第39話 長期居候型不審者の強さ
そんなこんなで長期居候型不審者に相手をしてもらう事になった。
毎日授業後、お嬢様の屋敷によって戦う事になったんだけど……。
結果。惨敗だった。
戦っている間ずっと息がつらいし、汗が止まらない。
相手を捕まえるどころか、剣先をかすらせる事すらできない。
「うぅ、手も足もでなかったわ」
「やべー、何だあの人。めっちゃ強っ!」
「ぜぇ、はぁ。まさか、ここまでとは……」
お嬢様、馬鹿、僕の順での感想。
幼馴染共に常日ごろから振り回されている影響で、並みの一般人よりは鍛えられてきた僕だ。普通の盗賊くらいは楽勝で倒せるくらいになったけど、それでもきつかった。
僕を振り回してきた馬鹿&お嬢様の方も息を切らしているのだから、相手の強大さがよくわかる。

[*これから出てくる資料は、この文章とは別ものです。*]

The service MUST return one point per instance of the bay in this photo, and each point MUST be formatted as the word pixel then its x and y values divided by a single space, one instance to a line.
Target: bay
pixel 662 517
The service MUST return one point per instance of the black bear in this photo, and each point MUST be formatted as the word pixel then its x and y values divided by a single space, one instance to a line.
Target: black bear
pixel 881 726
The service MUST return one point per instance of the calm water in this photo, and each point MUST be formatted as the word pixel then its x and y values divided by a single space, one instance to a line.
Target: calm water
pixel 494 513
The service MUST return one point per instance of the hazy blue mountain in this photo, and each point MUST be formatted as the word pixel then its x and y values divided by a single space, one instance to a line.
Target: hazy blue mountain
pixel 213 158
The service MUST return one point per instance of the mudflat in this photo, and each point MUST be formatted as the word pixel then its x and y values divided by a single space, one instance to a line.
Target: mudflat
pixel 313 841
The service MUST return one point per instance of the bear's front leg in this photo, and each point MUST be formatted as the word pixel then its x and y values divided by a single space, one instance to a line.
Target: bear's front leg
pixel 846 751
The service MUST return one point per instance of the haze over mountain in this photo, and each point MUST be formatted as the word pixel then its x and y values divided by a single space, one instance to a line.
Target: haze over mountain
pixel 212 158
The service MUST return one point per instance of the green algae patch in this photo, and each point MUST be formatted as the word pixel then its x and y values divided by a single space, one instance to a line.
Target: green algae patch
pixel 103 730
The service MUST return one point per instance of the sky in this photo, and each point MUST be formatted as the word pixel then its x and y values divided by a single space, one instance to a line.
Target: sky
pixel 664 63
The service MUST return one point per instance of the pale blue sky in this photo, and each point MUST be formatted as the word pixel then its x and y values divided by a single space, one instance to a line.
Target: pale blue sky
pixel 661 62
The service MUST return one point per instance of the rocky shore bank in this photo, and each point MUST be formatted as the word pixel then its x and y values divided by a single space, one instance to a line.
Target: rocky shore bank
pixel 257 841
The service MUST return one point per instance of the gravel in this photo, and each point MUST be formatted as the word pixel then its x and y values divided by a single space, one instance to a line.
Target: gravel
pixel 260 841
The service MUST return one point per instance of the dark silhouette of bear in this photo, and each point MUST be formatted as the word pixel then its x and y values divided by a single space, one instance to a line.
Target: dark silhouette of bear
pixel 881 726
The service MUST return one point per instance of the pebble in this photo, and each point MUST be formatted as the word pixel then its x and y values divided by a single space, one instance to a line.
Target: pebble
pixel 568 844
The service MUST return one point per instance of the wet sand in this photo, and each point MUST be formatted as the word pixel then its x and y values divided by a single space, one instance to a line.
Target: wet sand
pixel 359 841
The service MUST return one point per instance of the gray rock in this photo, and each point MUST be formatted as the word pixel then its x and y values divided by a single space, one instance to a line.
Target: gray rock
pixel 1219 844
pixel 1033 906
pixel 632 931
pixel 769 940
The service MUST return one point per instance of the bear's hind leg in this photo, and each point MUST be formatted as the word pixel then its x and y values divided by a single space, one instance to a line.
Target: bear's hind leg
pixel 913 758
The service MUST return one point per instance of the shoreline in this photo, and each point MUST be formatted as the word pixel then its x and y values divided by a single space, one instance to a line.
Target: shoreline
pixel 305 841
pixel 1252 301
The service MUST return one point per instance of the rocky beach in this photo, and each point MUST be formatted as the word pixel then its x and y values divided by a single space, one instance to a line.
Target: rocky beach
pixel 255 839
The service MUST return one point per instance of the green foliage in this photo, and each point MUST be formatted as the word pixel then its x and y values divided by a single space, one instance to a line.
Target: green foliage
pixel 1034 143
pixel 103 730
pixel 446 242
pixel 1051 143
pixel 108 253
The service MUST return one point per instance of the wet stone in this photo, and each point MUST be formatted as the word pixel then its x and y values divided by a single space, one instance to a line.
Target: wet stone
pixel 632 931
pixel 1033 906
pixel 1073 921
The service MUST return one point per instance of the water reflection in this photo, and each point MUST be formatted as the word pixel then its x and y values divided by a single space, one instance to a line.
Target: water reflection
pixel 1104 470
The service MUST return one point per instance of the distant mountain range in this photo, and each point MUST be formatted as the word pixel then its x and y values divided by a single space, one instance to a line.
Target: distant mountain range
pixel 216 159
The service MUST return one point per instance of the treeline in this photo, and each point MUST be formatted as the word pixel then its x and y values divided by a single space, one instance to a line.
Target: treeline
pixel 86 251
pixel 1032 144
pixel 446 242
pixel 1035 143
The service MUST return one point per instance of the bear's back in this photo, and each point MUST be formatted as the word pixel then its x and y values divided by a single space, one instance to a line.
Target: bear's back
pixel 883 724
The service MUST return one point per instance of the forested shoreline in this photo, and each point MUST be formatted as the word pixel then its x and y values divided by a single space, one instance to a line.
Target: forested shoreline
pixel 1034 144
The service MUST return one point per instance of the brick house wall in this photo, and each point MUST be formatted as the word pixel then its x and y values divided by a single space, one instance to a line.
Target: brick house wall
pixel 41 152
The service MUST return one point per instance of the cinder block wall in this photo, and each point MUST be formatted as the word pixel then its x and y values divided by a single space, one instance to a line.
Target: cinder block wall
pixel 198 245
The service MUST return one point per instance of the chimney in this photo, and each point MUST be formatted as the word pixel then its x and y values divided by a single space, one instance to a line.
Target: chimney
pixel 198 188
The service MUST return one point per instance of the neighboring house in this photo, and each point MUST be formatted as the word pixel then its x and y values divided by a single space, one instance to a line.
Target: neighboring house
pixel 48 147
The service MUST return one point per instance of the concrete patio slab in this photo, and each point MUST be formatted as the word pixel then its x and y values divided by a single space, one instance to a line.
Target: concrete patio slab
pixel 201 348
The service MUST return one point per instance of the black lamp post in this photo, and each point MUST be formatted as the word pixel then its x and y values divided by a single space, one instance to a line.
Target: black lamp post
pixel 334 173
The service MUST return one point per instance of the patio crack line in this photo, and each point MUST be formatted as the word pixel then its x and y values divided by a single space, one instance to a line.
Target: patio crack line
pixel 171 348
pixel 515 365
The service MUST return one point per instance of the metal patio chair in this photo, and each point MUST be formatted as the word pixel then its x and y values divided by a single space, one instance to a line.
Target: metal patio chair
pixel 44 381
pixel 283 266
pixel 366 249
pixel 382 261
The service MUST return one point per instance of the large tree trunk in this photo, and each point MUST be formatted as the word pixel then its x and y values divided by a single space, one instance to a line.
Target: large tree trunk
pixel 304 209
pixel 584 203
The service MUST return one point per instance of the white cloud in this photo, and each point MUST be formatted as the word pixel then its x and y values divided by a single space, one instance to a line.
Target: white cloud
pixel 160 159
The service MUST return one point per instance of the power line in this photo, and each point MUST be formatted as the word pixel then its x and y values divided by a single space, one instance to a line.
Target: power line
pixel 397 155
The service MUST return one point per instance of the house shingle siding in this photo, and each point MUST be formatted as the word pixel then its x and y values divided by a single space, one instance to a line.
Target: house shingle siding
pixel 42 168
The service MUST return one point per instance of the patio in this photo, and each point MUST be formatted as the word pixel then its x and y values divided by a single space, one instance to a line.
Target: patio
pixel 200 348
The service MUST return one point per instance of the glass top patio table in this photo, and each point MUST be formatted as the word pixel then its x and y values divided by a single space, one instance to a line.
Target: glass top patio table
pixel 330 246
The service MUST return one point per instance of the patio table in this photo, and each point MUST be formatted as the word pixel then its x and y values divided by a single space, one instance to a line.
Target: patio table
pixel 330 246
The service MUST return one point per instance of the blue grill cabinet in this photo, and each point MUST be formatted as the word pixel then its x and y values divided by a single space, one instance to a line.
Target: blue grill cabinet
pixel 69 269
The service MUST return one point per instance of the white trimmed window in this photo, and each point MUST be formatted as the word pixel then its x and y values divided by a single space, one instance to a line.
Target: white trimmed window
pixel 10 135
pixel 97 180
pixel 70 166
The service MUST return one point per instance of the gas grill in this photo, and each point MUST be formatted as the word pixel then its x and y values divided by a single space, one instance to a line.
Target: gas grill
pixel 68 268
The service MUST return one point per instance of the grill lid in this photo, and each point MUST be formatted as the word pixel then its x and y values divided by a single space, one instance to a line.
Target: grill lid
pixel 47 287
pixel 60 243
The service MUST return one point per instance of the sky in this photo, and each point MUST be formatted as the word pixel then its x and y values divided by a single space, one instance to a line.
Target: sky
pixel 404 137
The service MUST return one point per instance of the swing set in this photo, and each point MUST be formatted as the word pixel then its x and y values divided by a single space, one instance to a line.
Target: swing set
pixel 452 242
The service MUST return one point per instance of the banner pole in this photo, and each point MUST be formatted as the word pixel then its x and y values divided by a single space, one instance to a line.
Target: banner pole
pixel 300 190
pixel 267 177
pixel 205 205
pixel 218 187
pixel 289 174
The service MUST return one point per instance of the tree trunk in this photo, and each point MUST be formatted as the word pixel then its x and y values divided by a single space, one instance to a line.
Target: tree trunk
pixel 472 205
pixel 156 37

あの不審者、それなりの強さがあるとは思ってたけど、やっぱりそうだったか。
それどころか、そこらにいる騎士以上の実力を感じた。
こいつに特訓をつけてもらえたら、きっと僕達は成長できるだろう。
けれど……。
「後で変な事要求してきたりしないよな」
やっぱり、あいつに頼み事するのはあまりいい気持ちじゃないんだよな。
そんな僕の横で、休憩中の馬鹿がお嬢様に焼きもちを焼いていた。
「先生とじゃなくて、俺とも仲良くお喋りしようぜ!」
「いつもやってるでしょ?」
「もっと話したい!」
「いいけど。どうしたのさびしんぼさんになっちゃって」
「さびしんぼさんって子供相手みたいな言葉だな。あれ? なんか残念な気持ちになってきた」
うん、そっちの方はどうでもよかったな。